Xing Ye mencubit lehernya, “Aku tidak bermaksud seperti itu.”
Sheng Renxing mengangkat alisnya.
Xing Ye mengerutkan alisnya dan terdiam beberapa saat, “Aku juga tidak tahu,” katanya sambil mengerucutkan bibirnya dan tampak sedikit muram, “anggap saja aku sedang mengalami momen kegilaan.”

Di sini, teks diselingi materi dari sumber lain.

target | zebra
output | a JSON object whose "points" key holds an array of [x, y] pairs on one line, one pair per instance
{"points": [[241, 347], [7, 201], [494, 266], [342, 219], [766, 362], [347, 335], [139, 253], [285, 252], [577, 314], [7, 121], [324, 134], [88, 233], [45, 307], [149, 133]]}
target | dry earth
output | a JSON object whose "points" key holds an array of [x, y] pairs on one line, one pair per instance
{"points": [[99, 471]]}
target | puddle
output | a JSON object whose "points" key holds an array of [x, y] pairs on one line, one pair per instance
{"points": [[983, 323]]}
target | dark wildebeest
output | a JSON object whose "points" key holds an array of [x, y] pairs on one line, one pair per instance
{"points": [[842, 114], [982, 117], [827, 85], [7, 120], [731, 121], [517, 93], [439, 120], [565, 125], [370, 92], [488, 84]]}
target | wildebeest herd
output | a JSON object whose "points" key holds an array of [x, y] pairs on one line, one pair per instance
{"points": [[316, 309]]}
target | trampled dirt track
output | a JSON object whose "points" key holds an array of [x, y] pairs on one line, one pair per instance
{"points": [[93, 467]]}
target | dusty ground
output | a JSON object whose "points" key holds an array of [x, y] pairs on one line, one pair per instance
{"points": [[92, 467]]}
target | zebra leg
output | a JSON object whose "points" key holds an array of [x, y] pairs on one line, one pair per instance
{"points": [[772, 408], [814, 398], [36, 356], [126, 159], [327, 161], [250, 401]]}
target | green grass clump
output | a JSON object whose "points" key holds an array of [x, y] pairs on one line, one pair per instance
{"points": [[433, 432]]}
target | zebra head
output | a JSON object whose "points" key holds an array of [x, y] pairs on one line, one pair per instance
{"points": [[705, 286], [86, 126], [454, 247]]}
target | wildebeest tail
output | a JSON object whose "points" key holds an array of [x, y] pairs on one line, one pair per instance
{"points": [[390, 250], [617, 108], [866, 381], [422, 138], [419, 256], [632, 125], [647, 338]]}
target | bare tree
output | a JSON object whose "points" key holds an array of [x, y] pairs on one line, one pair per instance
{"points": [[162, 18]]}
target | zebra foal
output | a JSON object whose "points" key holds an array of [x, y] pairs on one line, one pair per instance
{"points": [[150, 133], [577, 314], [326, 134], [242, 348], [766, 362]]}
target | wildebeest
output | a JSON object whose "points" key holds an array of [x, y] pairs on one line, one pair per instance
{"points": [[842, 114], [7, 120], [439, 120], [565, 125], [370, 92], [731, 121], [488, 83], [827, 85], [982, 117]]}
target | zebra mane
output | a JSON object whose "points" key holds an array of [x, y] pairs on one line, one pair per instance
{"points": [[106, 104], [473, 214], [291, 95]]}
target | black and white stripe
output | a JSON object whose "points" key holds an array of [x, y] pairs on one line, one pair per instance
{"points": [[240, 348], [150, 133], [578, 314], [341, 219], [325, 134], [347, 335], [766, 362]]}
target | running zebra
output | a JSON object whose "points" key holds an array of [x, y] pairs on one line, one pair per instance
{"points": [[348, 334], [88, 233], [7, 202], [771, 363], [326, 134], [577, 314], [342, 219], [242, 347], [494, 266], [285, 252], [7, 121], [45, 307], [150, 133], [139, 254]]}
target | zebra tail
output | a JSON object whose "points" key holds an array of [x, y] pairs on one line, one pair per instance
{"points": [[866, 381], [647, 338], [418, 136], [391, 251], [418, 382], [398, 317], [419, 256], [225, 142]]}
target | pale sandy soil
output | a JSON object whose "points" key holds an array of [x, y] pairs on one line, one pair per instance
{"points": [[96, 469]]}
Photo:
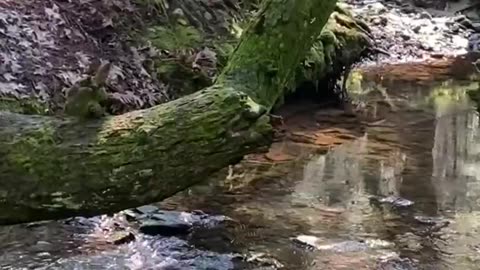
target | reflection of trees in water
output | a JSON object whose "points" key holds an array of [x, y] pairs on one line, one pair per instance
{"points": [[456, 170], [334, 178]]}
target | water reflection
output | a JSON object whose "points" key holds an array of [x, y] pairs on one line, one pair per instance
{"points": [[422, 145]]}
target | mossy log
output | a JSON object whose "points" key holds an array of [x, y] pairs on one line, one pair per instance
{"points": [[52, 168]]}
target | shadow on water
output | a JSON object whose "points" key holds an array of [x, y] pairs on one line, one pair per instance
{"points": [[419, 142]]}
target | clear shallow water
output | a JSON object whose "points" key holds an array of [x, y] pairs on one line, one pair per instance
{"points": [[421, 143]]}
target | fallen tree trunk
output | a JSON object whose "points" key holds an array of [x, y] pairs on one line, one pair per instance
{"points": [[53, 168]]}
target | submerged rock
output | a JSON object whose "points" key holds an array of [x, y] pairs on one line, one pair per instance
{"points": [[396, 264], [344, 246], [154, 221], [393, 200]]}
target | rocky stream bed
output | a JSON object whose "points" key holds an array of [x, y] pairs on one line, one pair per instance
{"points": [[326, 196]]}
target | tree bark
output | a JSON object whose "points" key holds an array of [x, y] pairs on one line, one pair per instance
{"points": [[52, 168]]}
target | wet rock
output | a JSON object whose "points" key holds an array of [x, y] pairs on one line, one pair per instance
{"points": [[147, 209], [393, 200], [314, 242], [425, 15], [121, 237], [168, 223], [264, 260], [417, 29], [380, 20], [474, 43], [396, 264], [476, 27], [430, 220]]}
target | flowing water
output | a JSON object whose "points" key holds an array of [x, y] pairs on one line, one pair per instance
{"points": [[420, 144]]}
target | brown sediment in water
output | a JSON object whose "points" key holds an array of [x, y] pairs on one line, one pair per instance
{"points": [[453, 67], [311, 126]]}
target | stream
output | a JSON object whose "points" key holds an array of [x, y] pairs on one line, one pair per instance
{"points": [[402, 192]]}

Sheng Renxing menatapnya sebentar dan berkata, “Baiklah, mari kita lupakan hal ini untuk saat ini. Tapi jika kamu melakukan ini lagi lain kali,” dia tiba-tiba tersenyum dan mendekat ke telinga Xing Ye, “Aku akan mengikatmu ke tempat tidur selama tiga hari tiga malam!”
Kemudian dia menjauh dan menatap Xing Ye, matanya tajam, “Apakah kamu takut?”
Xing Ye berhenti sejenak, mengangguk setuju, dan berkata, “Takut.” Dia kemudian membiarkan pandangannya tertuju pada tubuh Sheng Renxing dan menambahkan, “Pastikan untuk mengikatku erat-erat.”